In 2015 it was reported that the first gene sequencing comparison study between modern horses and Przewalski’s horses was complete. And it was found that there were genetic ties between them and modern horses. The study found that up to 25% of the remaining horses carried the genes of modern horses. This was explained by the introduction of domestic horses throughout their history.
But a new study suggests that those ‘modern genes’ might not just be due to a few domestic horses interbreeding with wild herds. The study proposes that Przewalski’s horse are not the last remaining wild horse type at all.
Like the ‘wild’ horses of the Americas, Brumbies of Australia, these hoses may actually be feral.

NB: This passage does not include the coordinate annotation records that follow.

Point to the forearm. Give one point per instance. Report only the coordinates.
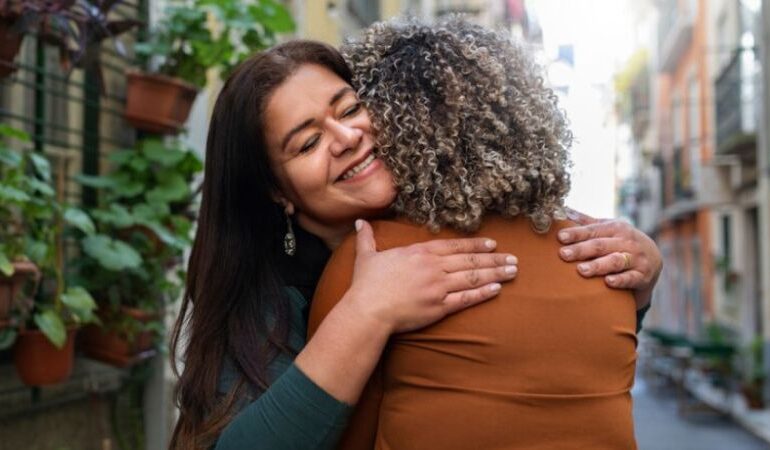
(293, 413)
(343, 352)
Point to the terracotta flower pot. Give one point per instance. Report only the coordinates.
(10, 43)
(40, 363)
(111, 347)
(158, 104)
(10, 287)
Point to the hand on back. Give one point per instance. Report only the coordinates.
(407, 288)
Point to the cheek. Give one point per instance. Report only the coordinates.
(307, 178)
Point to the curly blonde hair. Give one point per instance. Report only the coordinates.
(464, 121)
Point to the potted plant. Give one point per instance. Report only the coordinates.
(18, 185)
(183, 47)
(36, 222)
(145, 204)
(76, 27)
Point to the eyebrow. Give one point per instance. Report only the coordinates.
(306, 123)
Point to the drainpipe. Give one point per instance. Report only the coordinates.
(763, 194)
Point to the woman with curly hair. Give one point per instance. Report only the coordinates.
(290, 165)
(477, 144)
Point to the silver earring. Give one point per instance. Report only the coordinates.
(289, 241)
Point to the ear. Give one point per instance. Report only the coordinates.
(285, 203)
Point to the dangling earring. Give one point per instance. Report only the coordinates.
(289, 241)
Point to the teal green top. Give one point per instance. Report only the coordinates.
(294, 412)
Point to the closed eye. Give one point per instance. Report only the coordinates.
(352, 110)
(310, 143)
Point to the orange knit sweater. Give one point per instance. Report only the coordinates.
(547, 364)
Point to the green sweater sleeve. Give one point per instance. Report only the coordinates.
(294, 412)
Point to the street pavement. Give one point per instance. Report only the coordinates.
(660, 427)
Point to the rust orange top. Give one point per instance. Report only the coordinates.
(547, 364)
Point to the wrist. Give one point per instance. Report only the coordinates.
(357, 308)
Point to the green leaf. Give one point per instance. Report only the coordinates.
(151, 211)
(80, 303)
(110, 253)
(127, 187)
(116, 215)
(10, 158)
(35, 250)
(6, 267)
(171, 188)
(42, 166)
(166, 156)
(80, 220)
(52, 327)
(95, 181)
(122, 157)
(139, 164)
(41, 187)
(7, 337)
(166, 236)
(12, 194)
(9, 131)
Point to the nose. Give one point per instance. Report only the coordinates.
(344, 137)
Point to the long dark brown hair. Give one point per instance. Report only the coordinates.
(232, 287)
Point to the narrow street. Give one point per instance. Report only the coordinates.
(660, 427)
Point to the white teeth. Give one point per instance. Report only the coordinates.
(358, 167)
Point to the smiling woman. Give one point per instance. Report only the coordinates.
(289, 141)
(321, 146)
(289, 138)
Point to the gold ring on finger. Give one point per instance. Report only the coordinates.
(626, 260)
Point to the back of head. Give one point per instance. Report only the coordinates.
(464, 121)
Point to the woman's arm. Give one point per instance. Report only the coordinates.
(392, 291)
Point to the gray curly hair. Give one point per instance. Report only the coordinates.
(464, 121)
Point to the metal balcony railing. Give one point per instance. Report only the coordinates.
(735, 112)
(728, 101)
(677, 18)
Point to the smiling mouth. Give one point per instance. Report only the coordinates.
(353, 171)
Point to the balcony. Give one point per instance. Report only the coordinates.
(444, 7)
(677, 19)
(735, 105)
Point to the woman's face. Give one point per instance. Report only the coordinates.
(320, 143)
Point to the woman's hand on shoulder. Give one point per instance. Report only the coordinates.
(410, 287)
(615, 250)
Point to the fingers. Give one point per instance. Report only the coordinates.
(630, 279)
(605, 265)
(608, 228)
(471, 279)
(577, 216)
(457, 246)
(594, 248)
(365, 243)
(457, 301)
(468, 261)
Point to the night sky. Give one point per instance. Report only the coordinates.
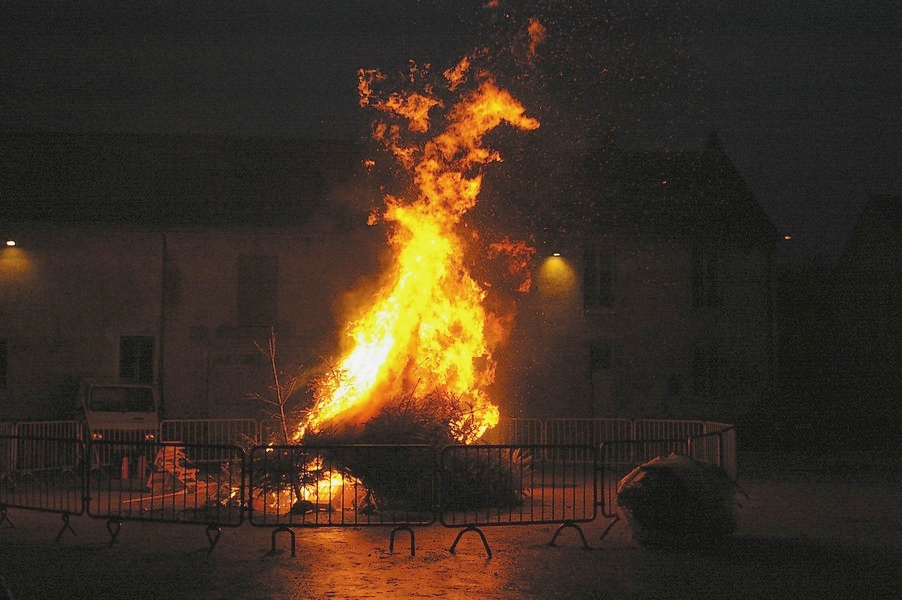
(805, 96)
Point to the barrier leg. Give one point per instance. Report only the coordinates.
(4, 518)
(283, 528)
(391, 539)
(113, 526)
(485, 543)
(571, 525)
(608, 528)
(213, 532)
(66, 527)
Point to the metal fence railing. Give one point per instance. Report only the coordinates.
(517, 485)
(180, 477)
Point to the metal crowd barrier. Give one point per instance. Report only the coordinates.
(154, 481)
(341, 486)
(54, 487)
(292, 486)
(517, 485)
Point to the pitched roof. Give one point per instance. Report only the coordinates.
(697, 194)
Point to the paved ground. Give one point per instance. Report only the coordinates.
(817, 529)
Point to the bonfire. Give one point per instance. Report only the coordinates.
(418, 362)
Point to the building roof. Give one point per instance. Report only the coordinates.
(193, 179)
(697, 194)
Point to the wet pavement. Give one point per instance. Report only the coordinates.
(802, 534)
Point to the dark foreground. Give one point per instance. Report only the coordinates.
(809, 529)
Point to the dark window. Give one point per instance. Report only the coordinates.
(258, 278)
(3, 362)
(598, 269)
(705, 278)
(705, 369)
(600, 353)
(136, 358)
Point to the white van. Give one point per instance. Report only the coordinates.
(119, 410)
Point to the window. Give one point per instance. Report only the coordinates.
(3, 362)
(600, 354)
(257, 290)
(705, 369)
(598, 266)
(136, 358)
(705, 278)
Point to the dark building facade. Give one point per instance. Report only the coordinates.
(653, 292)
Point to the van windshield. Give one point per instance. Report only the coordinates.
(122, 399)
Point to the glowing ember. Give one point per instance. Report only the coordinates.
(426, 328)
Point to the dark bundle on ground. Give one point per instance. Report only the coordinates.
(676, 501)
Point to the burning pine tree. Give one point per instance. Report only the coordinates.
(425, 336)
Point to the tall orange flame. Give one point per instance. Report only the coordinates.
(426, 327)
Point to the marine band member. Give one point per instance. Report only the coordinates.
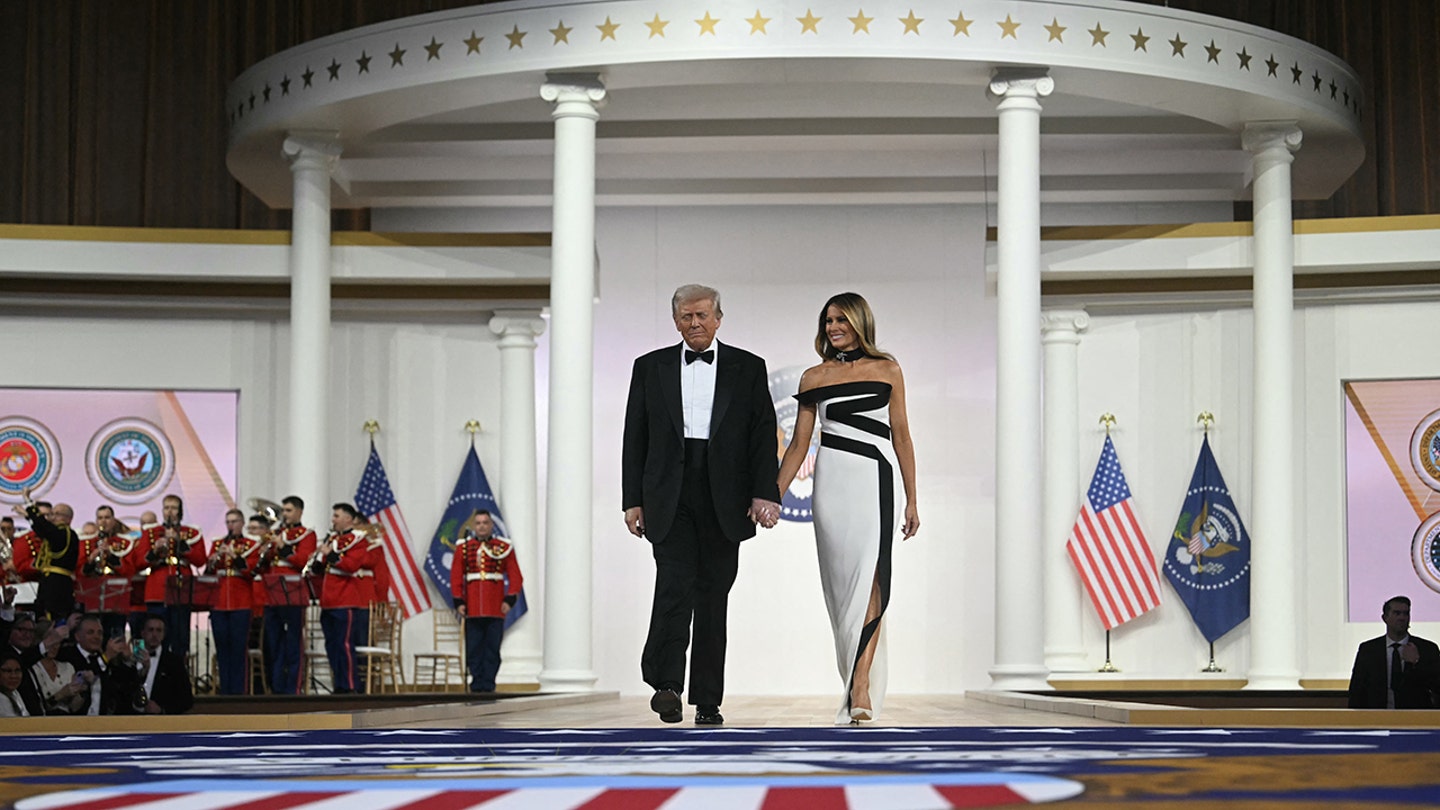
(484, 582)
(347, 588)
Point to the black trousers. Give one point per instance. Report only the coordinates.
(694, 568)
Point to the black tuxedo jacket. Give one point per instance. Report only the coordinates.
(172, 686)
(742, 450)
(1419, 683)
(120, 682)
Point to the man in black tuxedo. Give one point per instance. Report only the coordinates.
(162, 672)
(117, 685)
(1397, 670)
(699, 467)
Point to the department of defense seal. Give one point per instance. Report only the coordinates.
(1424, 450)
(29, 459)
(1424, 552)
(130, 460)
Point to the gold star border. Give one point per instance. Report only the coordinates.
(1239, 59)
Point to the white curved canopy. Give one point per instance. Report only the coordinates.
(726, 103)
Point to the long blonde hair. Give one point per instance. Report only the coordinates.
(857, 312)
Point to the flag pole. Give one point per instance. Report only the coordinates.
(1108, 420)
(1206, 418)
(1108, 666)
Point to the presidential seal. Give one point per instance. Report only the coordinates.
(29, 459)
(130, 460)
(795, 502)
(1424, 552)
(1424, 450)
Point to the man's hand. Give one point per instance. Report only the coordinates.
(635, 521)
(765, 512)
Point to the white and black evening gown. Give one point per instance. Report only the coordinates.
(854, 508)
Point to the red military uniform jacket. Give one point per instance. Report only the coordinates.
(484, 575)
(118, 564)
(297, 544)
(350, 577)
(235, 577)
(190, 552)
(25, 548)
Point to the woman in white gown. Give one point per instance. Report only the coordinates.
(857, 392)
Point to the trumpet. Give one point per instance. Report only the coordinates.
(316, 565)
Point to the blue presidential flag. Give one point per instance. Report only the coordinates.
(1208, 555)
(471, 492)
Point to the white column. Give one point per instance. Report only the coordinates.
(311, 159)
(1062, 493)
(568, 607)
(1018, 603)
(1273, 649)
(517, 330)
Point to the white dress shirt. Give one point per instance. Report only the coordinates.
(697, 392)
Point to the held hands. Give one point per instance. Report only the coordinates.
(635, 521)
(763, 512)
(912, 521)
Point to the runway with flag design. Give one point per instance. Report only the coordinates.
(753, 768)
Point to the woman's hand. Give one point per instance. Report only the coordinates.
(912, 521)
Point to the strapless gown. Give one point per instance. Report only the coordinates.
(856, 521)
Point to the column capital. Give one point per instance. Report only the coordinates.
(1063, 326)
(1020, 82)
(573, 94)
(517, 325)
(311, 149)
(1263, 136)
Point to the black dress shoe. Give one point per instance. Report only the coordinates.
(666, 702)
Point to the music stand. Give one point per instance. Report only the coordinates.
(108, 594)
(285, 590)
(196, 593)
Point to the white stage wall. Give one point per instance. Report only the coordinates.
(922, 268)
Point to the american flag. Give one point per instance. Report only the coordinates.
(1109, 549)
(376, 500)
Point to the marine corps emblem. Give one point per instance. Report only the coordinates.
(795, 502)
(130, 460)
(1424, 450)
(29, 457)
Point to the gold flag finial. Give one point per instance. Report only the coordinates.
(1108, 420)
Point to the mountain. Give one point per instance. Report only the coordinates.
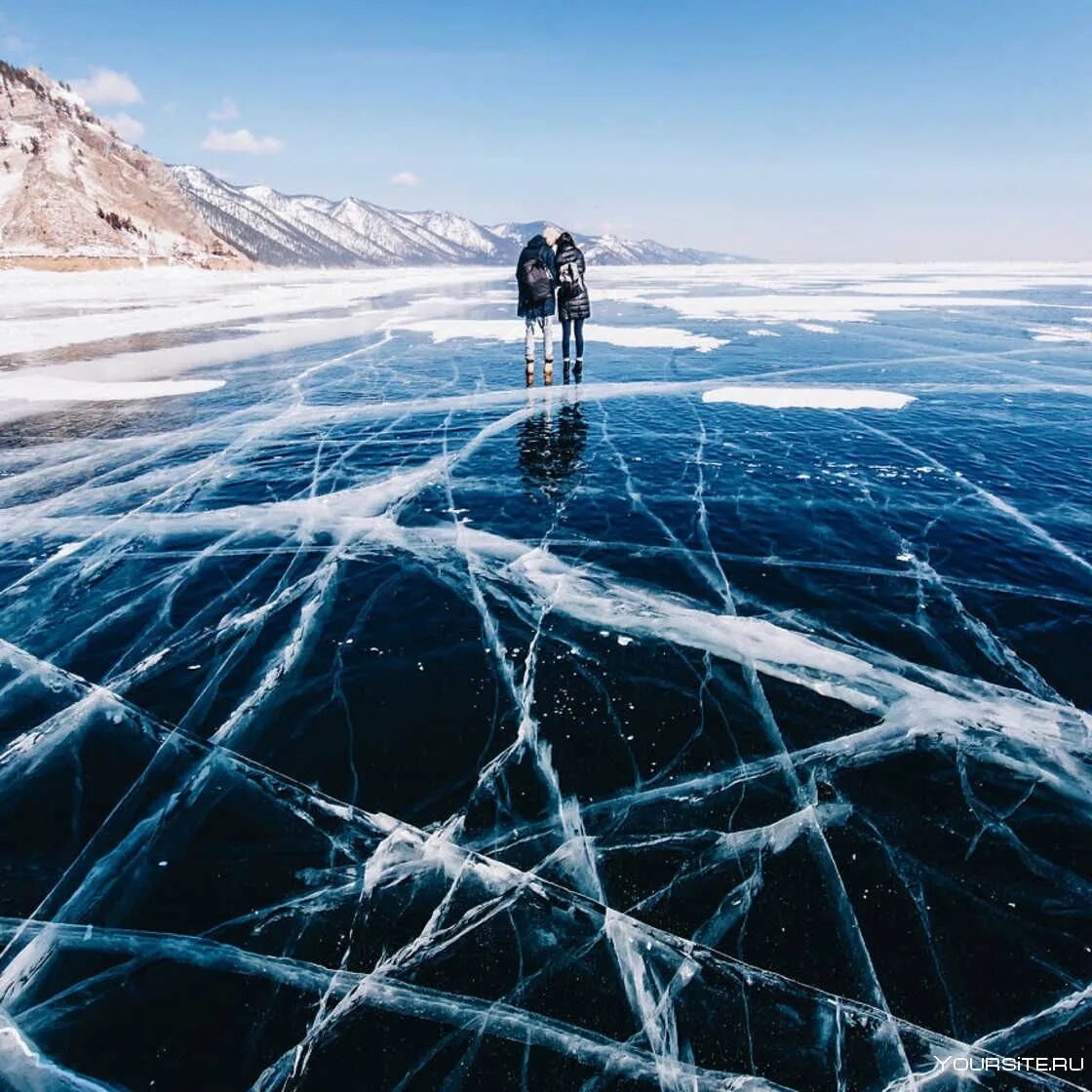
(282, 229)
(72, 191)
(609, 251)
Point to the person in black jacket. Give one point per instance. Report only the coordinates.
(536, 276)
(573, 303)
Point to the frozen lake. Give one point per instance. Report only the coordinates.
(372, 722)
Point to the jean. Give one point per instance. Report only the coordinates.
(566, 326)
(546, 326)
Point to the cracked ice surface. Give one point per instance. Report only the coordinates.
(371, 722)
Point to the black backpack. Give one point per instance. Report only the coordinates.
(536, 283)
(569, 280)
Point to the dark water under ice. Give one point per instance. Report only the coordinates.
(374, 723)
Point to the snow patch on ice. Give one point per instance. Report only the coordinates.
(809, 398)
(511, 330)
(44, 388)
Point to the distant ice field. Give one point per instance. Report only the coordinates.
(722, 718)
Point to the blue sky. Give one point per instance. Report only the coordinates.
(838, 130)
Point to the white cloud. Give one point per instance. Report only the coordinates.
(126, 127)
(227, 110)
(242, 139)
(107, 88)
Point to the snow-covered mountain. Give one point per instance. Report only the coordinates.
(282, 229)
(72, 191)
(609, 251)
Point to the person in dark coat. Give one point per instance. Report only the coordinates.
(573, 303)
(534, 269)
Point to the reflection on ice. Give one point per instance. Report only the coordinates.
(373, 719)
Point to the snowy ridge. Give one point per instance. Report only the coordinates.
(72, 189)
(284, 229)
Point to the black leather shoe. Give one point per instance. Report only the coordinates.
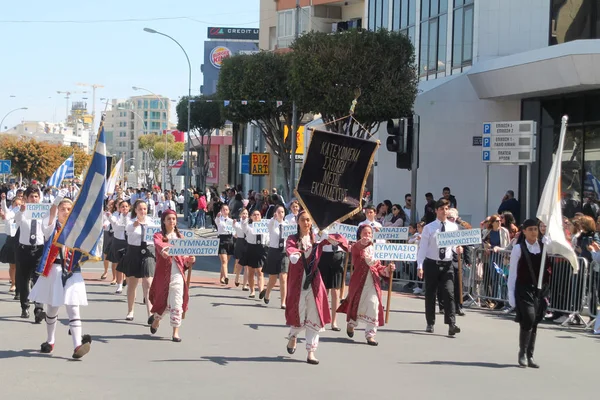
(531, 363)
(522, 360)
(453, 330)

Researchers compared the DNA in the bones of ancient domestic horses and the Przewalski's horses. What they found went against several decades of research. The gene sequencing pointed towards the Przewalski's horse being feral, rather than wild. Przewalski's horses may be descended from ancient domestic horses. The horses may not be descendants of an ancient wild horse native to the steppes of Eurasia, but more likely the descendants of the Botai Horse. Researchers were looking to prove that the Botoi horse was the antecedent of all modern horses. But, they now believe that they are the ancestors of the Przewalski’s Horse. More research will be needed to find the actual ancestor of our modern domestic horses.
The Botai were a copper age (approximately 3700 BC) culture who lived in settlements in the area of Kazakhstan. It’s thought the Botai domesticated local wild horses, using them for meat and milk and possibly transport, and are considered, if not the first culture to have domesticated horses, then the earliest example of a horse culture. Their settlement sites contain immense caches of bone fragments, the major part of which is from horses. This makes the culture a rich trove for researchers examining the domestication of the horse. It’s from the horses of the Botai that the researchers think the Przewalski’s Horse has descended.